Prolonging Life:
Legal, Ethical, and Social Dilemmas
Moderated by Steve Paulson
Executive Producer, To the Best of Our Knowledge
Featuring:
Christopher Comfort, MD
Medical Director, Calvary Hospital
Barbara Coombs Lee, PA, FNP, JD
President, Compassion & Choices
Sam Shemie, MD
Professor of Pediatrics, McGill University
Director, Extracorporeal Life Support Program, Montreal Children's Hospital
Bertram Loeb Chair, Organ and Tissue Donation, University of Ottawa
Mildred Z. Solomon, EdD
President and CEO, The Hastings Center
Clinical Professor of Anaesthesia, Harvard Medical School

The ability of modern medicine to prolong life has raised a variety of difficult legal, ethical, and social issues on which reasonable minds can differ. Among these is the morality of euthanasia in cases of deep coma or irreversible injury, as well as the dead donor rule with respect to organ harvesting and transplants. As science continues to refine and develop lifesaving technologies, questions remain as to how much medical effort and financial resources should be expended to prolong the lives of patients suspended between life and death. At what point should death be considered irreversible?

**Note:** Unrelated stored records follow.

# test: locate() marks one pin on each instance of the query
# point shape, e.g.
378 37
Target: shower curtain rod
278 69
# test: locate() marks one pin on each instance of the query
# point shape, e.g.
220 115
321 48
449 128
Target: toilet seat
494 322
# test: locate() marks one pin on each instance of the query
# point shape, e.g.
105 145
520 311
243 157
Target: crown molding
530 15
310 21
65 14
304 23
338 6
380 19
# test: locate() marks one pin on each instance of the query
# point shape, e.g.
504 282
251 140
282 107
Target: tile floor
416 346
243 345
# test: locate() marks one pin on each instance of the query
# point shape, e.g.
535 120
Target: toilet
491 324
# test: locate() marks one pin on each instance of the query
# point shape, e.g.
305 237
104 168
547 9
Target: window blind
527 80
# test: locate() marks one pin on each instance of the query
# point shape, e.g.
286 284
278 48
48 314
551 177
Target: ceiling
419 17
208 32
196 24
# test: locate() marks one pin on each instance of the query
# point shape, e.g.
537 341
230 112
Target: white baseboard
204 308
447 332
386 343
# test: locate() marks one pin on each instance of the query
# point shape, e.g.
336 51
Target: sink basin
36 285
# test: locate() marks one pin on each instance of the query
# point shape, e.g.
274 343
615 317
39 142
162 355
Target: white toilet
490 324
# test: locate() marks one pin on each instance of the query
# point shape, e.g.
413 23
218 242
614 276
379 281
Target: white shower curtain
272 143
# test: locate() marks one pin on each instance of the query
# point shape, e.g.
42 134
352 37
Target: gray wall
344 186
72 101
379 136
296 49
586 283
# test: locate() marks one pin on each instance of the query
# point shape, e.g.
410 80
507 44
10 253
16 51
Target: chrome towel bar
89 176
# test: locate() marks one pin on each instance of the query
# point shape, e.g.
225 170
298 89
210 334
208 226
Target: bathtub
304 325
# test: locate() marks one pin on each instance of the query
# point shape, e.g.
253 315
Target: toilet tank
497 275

What criteria should be used to determine when to withhold or withdraw life-prolonging treatments in cases of severe brain damage and terminal illness? In exploring these complex dilemmas, medical director Christopher Comfort, organ transplant specialist Sam Shemie, ethicist Mildred Solomon, and attorney Barbara Coombs Lee will examine the underlying assumptions and considerations that ultimately shape individual and societal decisions surrounding these issues.